If you are trying to mediate the load on your back-end server, it might make sense to place some kind of cache that you control, in front of it, like varnish, squid, another nginx or a custom solution, which is how I'm accomplishing this in my systems.
Alternately, you could store every result in S3 after processing, and then configure your existing server to check S3, first, before attempting the work of resizing the object again.

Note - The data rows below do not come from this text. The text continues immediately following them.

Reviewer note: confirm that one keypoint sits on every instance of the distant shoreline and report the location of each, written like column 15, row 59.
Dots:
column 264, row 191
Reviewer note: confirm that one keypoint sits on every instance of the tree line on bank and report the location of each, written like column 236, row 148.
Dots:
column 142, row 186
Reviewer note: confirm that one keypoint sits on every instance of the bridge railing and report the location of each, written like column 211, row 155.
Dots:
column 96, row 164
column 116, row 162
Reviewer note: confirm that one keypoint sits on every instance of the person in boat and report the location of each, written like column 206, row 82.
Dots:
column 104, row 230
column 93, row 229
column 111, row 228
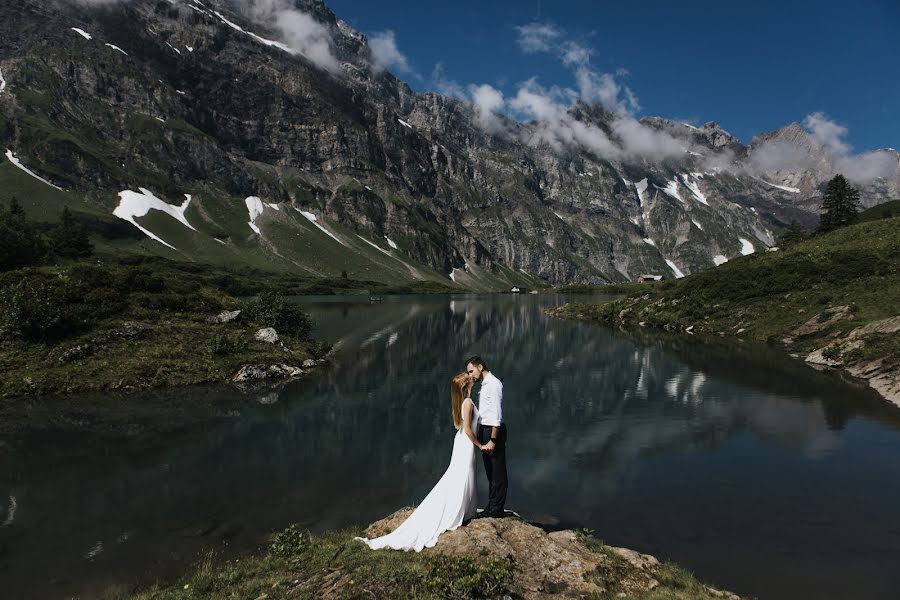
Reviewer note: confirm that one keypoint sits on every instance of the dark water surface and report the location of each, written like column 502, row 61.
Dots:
column 750, row 469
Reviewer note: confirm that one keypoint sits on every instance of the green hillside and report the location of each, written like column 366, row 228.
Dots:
column 808, row 296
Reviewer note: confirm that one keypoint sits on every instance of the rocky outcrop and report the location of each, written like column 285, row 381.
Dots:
column 267, row 335
column 556, row 564
column 849, row 353
column 127, row 331
column 256, row 373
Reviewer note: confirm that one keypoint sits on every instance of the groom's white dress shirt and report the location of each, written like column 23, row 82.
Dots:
column 490, row 401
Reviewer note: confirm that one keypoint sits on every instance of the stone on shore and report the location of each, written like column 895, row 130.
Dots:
column 267, row 334
column 251, row 373
column 224, row 317
column 550, row 565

Then why is there a documented "minimum" TTL?
On the same page quoted above, you'll also find this:
For web distributions, if you add Cache-Control or Expires headers to your objects, you can also specify the minimum amount of time that CloudFront keeps an object in the cache before forwarding another request to the origin.
I can see why this, and the tip phrase cited on the comment, below...
The minimum amount of time (in seconds) that an object is in a CloudFront cache before CloudFront forwards another request to your origin to determine whether an updated version is available. 
...would seem to contradict my answer. There is no contradiction, however.
The minimum ttl, in simple terms, establishes a lower boundary for the internal interpretation of Cache-Control: max-age, overriding -- within Cloudfront -- any smaller value sent by the origin server. Server says cache it for 1 day, max, but configured minimum ttl is 2 days? Cloudfront forgets about what it saw in the max-age header and may not check the origin again on subsequent requests for the next 2 days, rather than checking again after 1 day.
The nature of a cache dictates the correct interpretation of all of the apparent ambiguity:
Your configuration limits how long Cloudfront MAY serve up cached copies of an object, and the point after which it SHOULD NOT continue to return the object from its cache. They do not mandate how long Cloudfront MUST maintain the cached copy, because Cloudfront MAY evict an object at any time.
If you set the Cache-Control: header correctly, Cloudfront will consider the larger of max-age or your Minimum TTL as the longest amount of time you want them to serve up the cached copy without consulting the origin server again.
As your site traffic increases, this should become less of an issue, since your objects will be more "popular," but fundamentally there is no way to mandate that Cloudfront maintain a copy of an object.